Un profil idéal pour la Ligue 2 ?

Reste une question en suspens : existe-t-il un profil type pour faire trembler les filets des stades Gabriel-Montpied ou Parsemain ? Tous sont catégoriques : c'est non ! Samuel Michel s'explique, avec un comparatif avec ses compères goleadors des années 1990. « Robert Malm usait de sa vitesse et de sa percussion, Guilherme Mauricio aussi. Amara Traoré faisait, lui, avec sa puissance. Et personnellement, j'étais plus à l'aise en neuf et demi, je tâchais de faire avec mon intelligence de jeu. » Bruno Roux aussi se rappelle ses années fastes et de ses concurrents au classement des buteurs, dans les années 80 : « Personnellement, j'étais petit et bagarreur, j'avais de la détente et de la puissance. Je marquais essentiellement dans les 18 mètres. Monczuk et Orts avaient beaucoup plus de percussion. » Guilherme Mauricio adhère : « Bruno (Roux) marquait de la tête à tout bout de champ. De mon côté, disons que j'étais plus malin, avec toujours une part de réussite. » Un parallèle valable au XXIe siècle. Pas besoin de s'appeler Alex Dupont pour se rendre compte que Cédric Fauré, David Suárez ou Jean-Michel Lesage n'ont pas misé sur le même business technique ou physique depuis leurs débuts en pro.

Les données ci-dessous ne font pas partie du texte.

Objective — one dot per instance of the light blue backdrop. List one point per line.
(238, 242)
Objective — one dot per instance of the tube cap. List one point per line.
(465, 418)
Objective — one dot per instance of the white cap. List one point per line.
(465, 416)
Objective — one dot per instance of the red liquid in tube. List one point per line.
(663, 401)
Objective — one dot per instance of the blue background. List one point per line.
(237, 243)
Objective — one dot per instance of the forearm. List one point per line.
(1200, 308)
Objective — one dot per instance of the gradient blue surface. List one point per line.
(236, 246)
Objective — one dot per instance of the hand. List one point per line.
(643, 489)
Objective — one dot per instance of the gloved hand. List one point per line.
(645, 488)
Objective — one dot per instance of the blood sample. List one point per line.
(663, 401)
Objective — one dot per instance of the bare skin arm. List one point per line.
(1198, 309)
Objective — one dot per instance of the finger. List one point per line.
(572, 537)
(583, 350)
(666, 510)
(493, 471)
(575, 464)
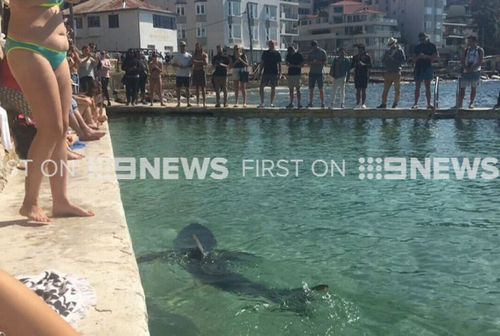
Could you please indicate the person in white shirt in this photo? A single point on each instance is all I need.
(471, 64)
(183, 61)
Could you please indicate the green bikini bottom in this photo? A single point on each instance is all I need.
(55, 57)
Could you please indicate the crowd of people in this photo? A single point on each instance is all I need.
(191, 71)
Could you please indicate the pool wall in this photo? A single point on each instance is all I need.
(98, 248)
(253, 112)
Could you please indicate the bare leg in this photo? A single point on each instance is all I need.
(204, 95)
(460, 98)
(428, 92)
(178, 91)
(417, 91)
(61, 206)
(261, 92)
(244, 92)
(225, 94)
(473, 93)
(188, 96)
(236, 92)
(22, 313)
(44, 97)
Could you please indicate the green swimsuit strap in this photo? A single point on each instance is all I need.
(52, 3)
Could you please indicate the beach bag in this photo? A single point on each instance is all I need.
(24, 131)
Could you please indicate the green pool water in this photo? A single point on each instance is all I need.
(410, 257)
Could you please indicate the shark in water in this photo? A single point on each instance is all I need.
(195, 250)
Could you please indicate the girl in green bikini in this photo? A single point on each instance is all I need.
(36, 51)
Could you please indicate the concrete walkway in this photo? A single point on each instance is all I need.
(253, 112)
(98, 248)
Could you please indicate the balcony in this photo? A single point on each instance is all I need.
(290, 2)
(289, 16)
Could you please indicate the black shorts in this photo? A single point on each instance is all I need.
(361, 82)
(182, 82)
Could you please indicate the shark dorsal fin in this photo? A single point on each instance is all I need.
(200, 247)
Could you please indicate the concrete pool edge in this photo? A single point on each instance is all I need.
(98, 249)
(253, 112)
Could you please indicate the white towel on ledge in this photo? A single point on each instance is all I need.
(5, 131)
(69, 296)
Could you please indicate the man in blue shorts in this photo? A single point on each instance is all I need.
(425, 53)
(316, 60)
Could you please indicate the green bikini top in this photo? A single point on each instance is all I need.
(52, 3)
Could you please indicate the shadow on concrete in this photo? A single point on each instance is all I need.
(22, 222)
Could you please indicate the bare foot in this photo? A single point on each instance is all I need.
(34, 213)
(74, 156)
(70, 210)
(91, 136)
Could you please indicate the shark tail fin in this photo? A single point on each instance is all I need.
(200, 246)
(320, 288)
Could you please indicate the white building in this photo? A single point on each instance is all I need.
(227, 22)
(306, 8)
(415, 16)
(120, 25)
(346, 24)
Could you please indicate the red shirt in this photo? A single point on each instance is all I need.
(6, 77)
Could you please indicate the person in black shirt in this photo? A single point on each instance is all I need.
(239, 63)
(361, 63)
(294, 60)
(220, 61)
(425, 54)
(270, 68)
(131, 67)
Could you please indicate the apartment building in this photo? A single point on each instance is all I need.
(415, 16)
(231, 22)
(120, 25)
(346, 24)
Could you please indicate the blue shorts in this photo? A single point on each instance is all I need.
(74, 105)
(315, 79)
(425, 75)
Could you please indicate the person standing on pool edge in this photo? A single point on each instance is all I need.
(183, 61)
(393, 61)
(425, 53)
(270, 67)
(316, 60)
(37, 44)
(361, 63)
(472, 61)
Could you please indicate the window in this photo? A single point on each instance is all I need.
(255, 33)
(78, 23)
(234, 8)
(235, 31)
(200, 9)
(201, 30)
(113, 21)
(270, 12)
(271, 34)
(181, 31)
(252, 8)
(180, 10)
(163, 22)
(93, 21)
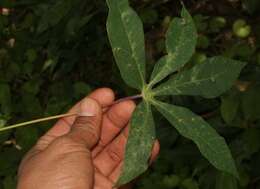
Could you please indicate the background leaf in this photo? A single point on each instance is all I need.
(210, 143)
(125, 32)
(209, 79)
(181, 41)
(139, 144)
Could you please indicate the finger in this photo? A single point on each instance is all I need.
(155, 151)
(102, 182)
(86, 129)
(107, 160)
(104, 96)
(114, 121)
(114, 176)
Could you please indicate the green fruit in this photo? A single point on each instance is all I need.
(221, 20)
(258, 58)
(241, 29)
(199, 57)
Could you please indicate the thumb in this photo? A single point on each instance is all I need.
(86, 127)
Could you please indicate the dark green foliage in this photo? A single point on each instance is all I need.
(48, 61)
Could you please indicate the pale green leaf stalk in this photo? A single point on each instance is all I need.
(36, 121)
(209, 79)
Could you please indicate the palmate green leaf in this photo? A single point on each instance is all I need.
(209, 79)
(180, 44)
(210, 143)
(139, 144)
(126, 35)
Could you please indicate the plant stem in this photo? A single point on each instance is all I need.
(127, 98)
(61, 115)
(36, 121)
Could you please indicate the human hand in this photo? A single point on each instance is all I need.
(81, 152)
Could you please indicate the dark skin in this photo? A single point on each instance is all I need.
(83, 152)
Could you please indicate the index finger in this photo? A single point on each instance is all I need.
(104, 96)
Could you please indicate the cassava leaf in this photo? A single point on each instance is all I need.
(209, 79)
(210, 143)
(139, 144)
(181, 41)
(126, 35)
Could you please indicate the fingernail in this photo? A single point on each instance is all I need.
(88, 108)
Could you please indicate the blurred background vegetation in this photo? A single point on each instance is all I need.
(53, 53)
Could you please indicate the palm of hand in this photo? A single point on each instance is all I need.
(59, 162)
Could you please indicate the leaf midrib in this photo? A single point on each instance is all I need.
(128, 40)
(173, 59)
(156, 92)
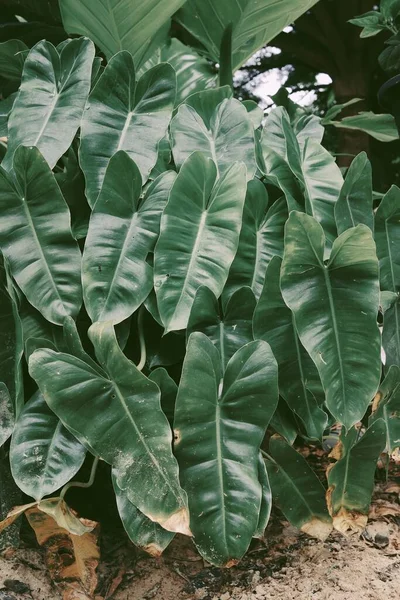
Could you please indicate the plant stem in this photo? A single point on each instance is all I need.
(225, 58)
(142, 341)
(81, 484)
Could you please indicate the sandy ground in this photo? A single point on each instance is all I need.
(288, 566)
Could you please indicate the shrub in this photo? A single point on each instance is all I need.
(227, 276)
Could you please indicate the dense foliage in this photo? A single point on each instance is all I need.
(180, 275)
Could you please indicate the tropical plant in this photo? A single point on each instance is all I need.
(182, 278)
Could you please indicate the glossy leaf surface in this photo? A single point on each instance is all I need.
(261, 238)
(36, 239)
(254, 23)
(129, 404)
(335, 308)
(44, 455)
(123, 229)
(124, 115)
(49, 107)
(297, 490)
(299, 382)
(219, 426)
(226, 138)
(354, 204)
(229, 328)
(203, 215)
(146, 534)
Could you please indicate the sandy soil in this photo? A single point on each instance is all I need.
(287, 566)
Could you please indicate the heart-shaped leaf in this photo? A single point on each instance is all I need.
(36, 239)
(335, 309)
(49, 107)
(123, 229)
(124, 115)
(129, 404)
(220, 422)
(44, 455)
(199, 236)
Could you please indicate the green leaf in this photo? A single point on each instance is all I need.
(351, 479)
(335, 308)
(386, 406)
(129, 403)
(44, 455)
(227, 138)
(284, 422)
(49, 107)
(336, 109)
(381, 127)
(261, 238)
(5, 110)
(314, 171)
(254, 24)
(219, 425)
(11, 351)
(372, 23)
(266, 499)
(116, 25)
(193, 72)
(7, 412)
(36, 239)
(387, 238)
(299, 382)
(12, 58)
(297, 490)
(354, 204)
(168, 389)
(199, 236)
(124, 115)
(123, 229)
(229, 329)
(147, 535)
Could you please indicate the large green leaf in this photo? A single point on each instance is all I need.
(122, 231)
(12, 58)
(116, 25)
(261, 238)
(351, 479)
(297, 490)
(387, 407)
(266, 499)
(146, 534)
(227, 138)
(220, 422)
(132, 434)
(354, 204)
(44, 455)
(381, 127)
(299, 382)
(11, 350)
(49, 107)
(229, 328)
(315, 173)
(199, 236)
(36, 239)
(124, 115)
(387, 237)
(255, 23)
(335, 308)
(193, 72)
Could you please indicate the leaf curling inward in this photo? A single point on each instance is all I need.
(177, 523)
(317, 528)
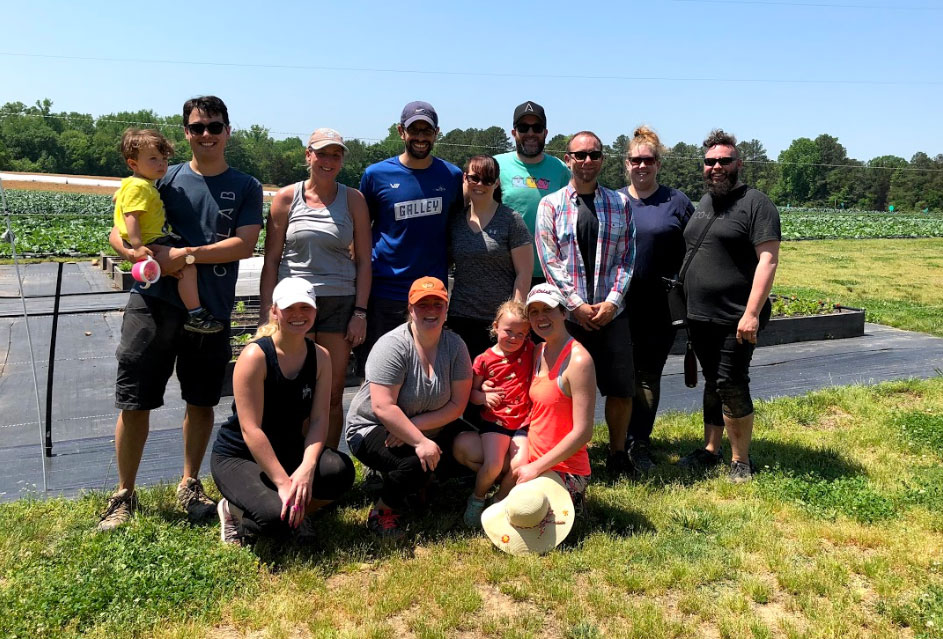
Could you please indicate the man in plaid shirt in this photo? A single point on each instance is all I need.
(586, 244)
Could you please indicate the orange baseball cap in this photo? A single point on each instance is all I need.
(428, 287)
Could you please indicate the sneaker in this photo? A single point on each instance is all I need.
(192, 498)
(229, 522)
(700, 458)
(741, 473)
(618, 464)
(640, 457)
(385, 523)
(121, 506)
(203, 323)
(473, 511)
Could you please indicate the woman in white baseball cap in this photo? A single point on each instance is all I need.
(319, 230)
(270, 460)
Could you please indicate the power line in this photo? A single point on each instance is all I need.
(439, 143)
(486, 74)
(817, 5)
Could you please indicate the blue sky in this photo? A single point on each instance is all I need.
(869, 72)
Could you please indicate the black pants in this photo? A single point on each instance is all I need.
(245, 484)
(403, 476)
(652, 337)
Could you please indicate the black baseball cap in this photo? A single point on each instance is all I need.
(529, 108)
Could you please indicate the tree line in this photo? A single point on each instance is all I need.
(811, 172)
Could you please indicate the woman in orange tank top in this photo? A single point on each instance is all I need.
(563, 392)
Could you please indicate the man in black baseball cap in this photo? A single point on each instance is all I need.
(527, 174)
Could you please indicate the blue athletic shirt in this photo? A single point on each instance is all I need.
(410, 210)
(204, 210)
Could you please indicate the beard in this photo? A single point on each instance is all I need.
(417, 154)
(722, 189)
(530, 154)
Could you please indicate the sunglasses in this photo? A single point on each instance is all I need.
(582, 155)
(197, 128)
(477, 179)
(524, 128)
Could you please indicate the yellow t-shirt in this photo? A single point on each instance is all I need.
(138, 194)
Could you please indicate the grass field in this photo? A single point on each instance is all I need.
(899, 282)
(840, 535)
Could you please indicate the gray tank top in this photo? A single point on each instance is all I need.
(317, 244)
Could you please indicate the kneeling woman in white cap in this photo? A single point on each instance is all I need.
(563, 392)
(270, 461)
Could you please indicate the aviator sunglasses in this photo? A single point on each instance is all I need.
(524, 128)
(197, 128)
(582, 155)
(721, 161)
(477, 179)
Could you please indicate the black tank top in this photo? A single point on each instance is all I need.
(287, 405)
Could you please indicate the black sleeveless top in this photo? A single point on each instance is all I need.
(287, 404)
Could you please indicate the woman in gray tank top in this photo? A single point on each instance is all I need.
(319, 230)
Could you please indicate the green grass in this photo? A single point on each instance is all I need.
(840, 535)
(897, 281)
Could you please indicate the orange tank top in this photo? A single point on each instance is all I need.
(551, 416)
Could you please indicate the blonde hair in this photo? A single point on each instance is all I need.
(513, 308)
(269, 328)
(645, 135)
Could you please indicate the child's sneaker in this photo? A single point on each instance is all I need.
(473, 511)
(202, 322)
(385, 523)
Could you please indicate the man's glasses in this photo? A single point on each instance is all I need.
(721, 161)
(420, 131)
(197, 128)
(582, 155)
(524, 128)
(477, 179)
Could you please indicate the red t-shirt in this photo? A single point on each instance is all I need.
(512, 374)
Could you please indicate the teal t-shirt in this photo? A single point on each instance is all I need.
(522, 186)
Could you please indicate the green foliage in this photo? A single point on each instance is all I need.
(852, 497)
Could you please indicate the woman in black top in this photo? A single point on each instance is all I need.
(269, 460)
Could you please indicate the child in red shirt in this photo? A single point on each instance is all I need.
(501, 385)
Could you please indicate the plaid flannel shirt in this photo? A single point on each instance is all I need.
(560, 255)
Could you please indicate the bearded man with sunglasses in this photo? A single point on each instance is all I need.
(217, 210)
(728, 281)
(411, 198)
(527, 173)
(586, 245)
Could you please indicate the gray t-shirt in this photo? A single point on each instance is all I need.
(317, 244)
(395, 361)
(484, 271)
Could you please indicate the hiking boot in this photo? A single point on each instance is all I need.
(473, 511)
(203, 322)
(230, 518)
(619, 464)
(384, 523)
(640, 457)
(740, 472)
(700, 458)
(121, 506)
(192, 498)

Victor Zvunka voit tout de même un attribut qui doit ressortir et que ciblent les recruteurs : la grinta. « Est-ce qu'il y a un profil type pour réussir, peut-être pas, mais il ne faut pas être fainéant. L’avant-centre à l’ancienne, pas très mobile et dans les 18 mètres, ça n’existe pratiquement plus. Un gars comme Andy Delort, je trouve que c'est assez idéal pour ce niveau car il retrousse ses manches. Je le compare un peu à Bruno Roux lorsqu’il était à Brest. C'est un atout plus largement pour le haut niveau. Quelqu'un qui se dépense, pèse sur l'adversaire, il peut marquer dans beaucoup de situations. » Toutefois, que les buteurs de L2 se rassurent. D'abord, la formation plus complète qu'auparavant et la pérennisation d'entraînements spécifiques attaquant offrent plus d'armes pour bâtir pierre après pierre jusqu'au plus haut possible. On recense d'ailleurs des contre-exemples contemporains de progressions fulgurantes. Olivier Giroud ou Steve Savidan en sont les preuves.